Why is the sun almost a perfect sphere?

The sun is the most perfectly round natural object known in the universe. As a spinning ball of gas, astronomers always expected it to bulge slightly at its equator, but it doesn’t bulge much at all. It is 1.4 million kilometres across, but the difference between its diameter at the equator and between the poles is only 10 kilometres. Scaled to the size of a beachball, that difference is less than the width of a human hair.

The results, reported in the journal Science, are the culmination of 50 years of efforts to precisely measure the sun, which have been hampered by the blurring effects of the Earth’s atmosphere. “Finally, from space, we have it nailed,” says Kuhn.

They used instruments on Nasa’s Solar Dynamics Observatory, though these were not precise enough to make the observations directly. The satellite had to be rotated to take images of the sun at all orientations so that tiny imperfections in the spacecraft’s instruments could be averaged out.

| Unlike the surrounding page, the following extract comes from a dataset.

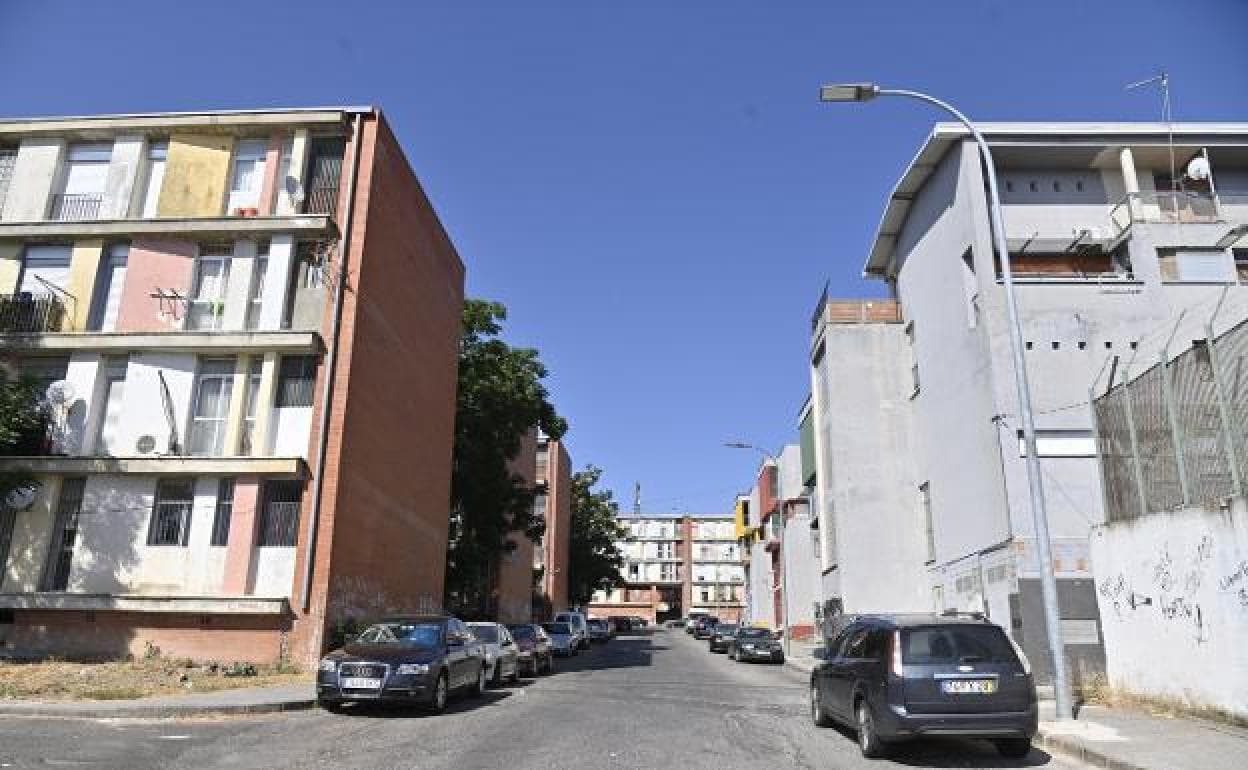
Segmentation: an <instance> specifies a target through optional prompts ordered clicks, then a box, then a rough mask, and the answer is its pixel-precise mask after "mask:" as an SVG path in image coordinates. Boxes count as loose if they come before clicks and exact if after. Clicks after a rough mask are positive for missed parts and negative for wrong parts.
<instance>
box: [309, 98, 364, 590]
mask: <svg viewBox="0 0 1248 770" xmlns="http://www.w3.org/2000/svg"><path fill="white" fill-rule="evenodd" d="M363 114H364V111H357V112H356V114H354V117H353V126H352V130H351V170H349V172H348V175H347V206H346V208H344V210H343V212H342V232H341V233H339V235H338V280H337V281H334V285H333V324H332V327H331V332H329V348H328V351H327V352H326V356H324V379H323V381H322V383H321V418H319V421H318V422H317V431H318V434H317V446H316V475H314V477H313V479H312V513H311V515H312V519H311V520H310V522H308V539H307V542H306V543H305V544H303V577H302V588H301V589H300V607H301V608H302V612H305V613H307V612H308V608H310V607H311V604H312V560H313V555H314V554H316V537H317V529H318V527H319V524H321V495H322V494H323V492H324V464H326V453H327V448H328V444H329V407H331V406H332V403H333V402H332V399H333V376H334V368H336V366H337V363H338V334H339V333H341V331H342V297H343V293H344V291H346V286H347V258H348V256H349V251H351V225H352V220H353V218H354V216H353V215H354V212H356V182H357V177H358V175H359V139H361V126H362V124H363Z"/></svg>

The observations are key to learning about the sun’s interior, which rotates at different speeds like traffic moving at different speeds on a motorway. This speed distribution can be inferred from measurements of the star’s shape and the way that it wobbles. The new measurement indicates that the outer layers are moving more slowly than expected: Kuhn suggests that turbulence under the surface is probably the cause.